Statistics have a key part to play in modern football, enabling fans, pundits and even managers to give greater weight to their arguments and analysis.
Football is a game of opinions but figures and numbers are also key to gaining greater insight into the sport and one of the newer metrics being used is expected goals, often abbreviated as ‘XG’.
Here is a look at XG, what purpose it serves and how it is influencing the game today.
What Is XG?
At its core, XG or expected goals is simply a statistical metric used to quantify the quality of a goalscoring opportunity and the likelihood of that chance being converted into a goal.
XG models use historical information to estimate the chance of a goal being scored and this is measured on a scale of zero to one. On this scale, an XG of 0.8, for example, is a pretty high value and we would generally expect a shot with this value to be scored eight in every ten attempts.
Having been first officially introduced by Opta back in 2012, it can be applied to a match in isolation or averages can be taken to work out the XG of a team or individual player across the course of a season.
It is now used widely by pundits, broadcasters and journalists as well as managers and coaching staff to more accurately assess performance.
How Is XG Calculated?
As mentioned, an individual chance is given a value between zero and one when it comes to measuring XG and XG models often use historical data to calculate the chance of a goal being scored.
But there is a lot taken into consideration when making this assessment.
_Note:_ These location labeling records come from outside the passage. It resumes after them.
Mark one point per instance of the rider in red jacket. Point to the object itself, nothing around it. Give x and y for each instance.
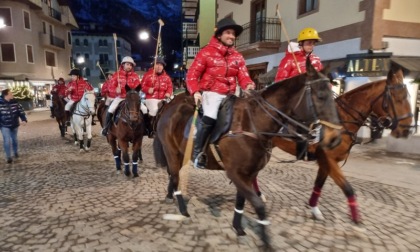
(124, 76)
(215, 71)
(60, 90)
(157, 85)
(75, 89)
(307, 39)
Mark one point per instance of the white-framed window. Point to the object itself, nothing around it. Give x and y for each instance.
(30, 54)
(50, 59)
(6, 15)
(26, 20)
(8, 53)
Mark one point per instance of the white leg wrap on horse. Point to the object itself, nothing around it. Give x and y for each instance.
(263, 222)
(239, 211)
(317, 213)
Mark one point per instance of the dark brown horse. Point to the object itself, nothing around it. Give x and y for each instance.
(243, 151)
(128, 129)
(387, 99)
(59, 113)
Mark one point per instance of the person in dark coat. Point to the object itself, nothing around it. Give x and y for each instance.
(10, 112)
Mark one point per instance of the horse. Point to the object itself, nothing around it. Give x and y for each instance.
(129, 128)
(242, 147)
(59, 113)
(387, 99)
(81, 119)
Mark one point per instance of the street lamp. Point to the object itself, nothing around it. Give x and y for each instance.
(2, 24)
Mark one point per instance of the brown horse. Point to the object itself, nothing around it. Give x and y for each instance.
(387, 99)
(59, 113)
(243, 151)
(128, 128)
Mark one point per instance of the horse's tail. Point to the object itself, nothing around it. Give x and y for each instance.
(160, 157)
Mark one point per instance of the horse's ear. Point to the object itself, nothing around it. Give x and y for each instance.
(310, 70)
(138, 88)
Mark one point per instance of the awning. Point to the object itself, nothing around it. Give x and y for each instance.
(268, 77)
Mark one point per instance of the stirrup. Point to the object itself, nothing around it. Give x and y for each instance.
(200, 161)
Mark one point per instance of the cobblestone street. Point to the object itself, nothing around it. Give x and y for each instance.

For example, whether the shot was taken with the head or foot will be factored in along with the angle and distance of the shot and the type of pass or assist leading up to the shot.
It does not take an expert football analyst to know that a central shot inside the box will have more chance of finding the net than an angled shot from distance but XG models take this to the next level, often factoring in things such as pressure from defenders and goalkeeper position.
When looking at a match rather than an individual chance, the average quality of chances created is assessed, giving a figure of how many goals a team should have scored in a game.
Why Is XG Important and How Is It Influencing the Modern Game?
Over the course of a season, a team may not be scoring many goals but still has a high XG.
This suggests firstly that the team is getting into the right positions and creating decent chances but perhaps their strikers are lacking in the finishing department.
But XG can also be used to make predictions and this could also suggest that it is only a matter of time before the team starts scoring more regularly, and potentially winning more matches.
On the flip side, if a team has a low XG and exceeds that figure, it could imply they have quality strikers able to make the most of less clear-cut chances.
It has become as important a metric as total shots or possession when looking at the performances of teams and players, and can be used by punters or journalists to predict future trends – but also intrinsically by clubs to more accurately assess player performance or the performances of future transfer targets.
Can XG Be Misleading?
As with all metrics linked to football analysis, XG must also sometimes be taken with a pinch of salt and fans, pundits and journalists alike should never forget to look at the bigger picture.
In some circumstances, for example, a higher XG figure does not necessarily mean a team should have won that match – it refers to the quality of chances being created and the likelihood of a goal being scored.
When a team goes behind in a match, the onus is on them to create chances and go in search of an equaliser, potentially raising their XG figure and lowering the XG of the winning team, who have spent more time defending their own box.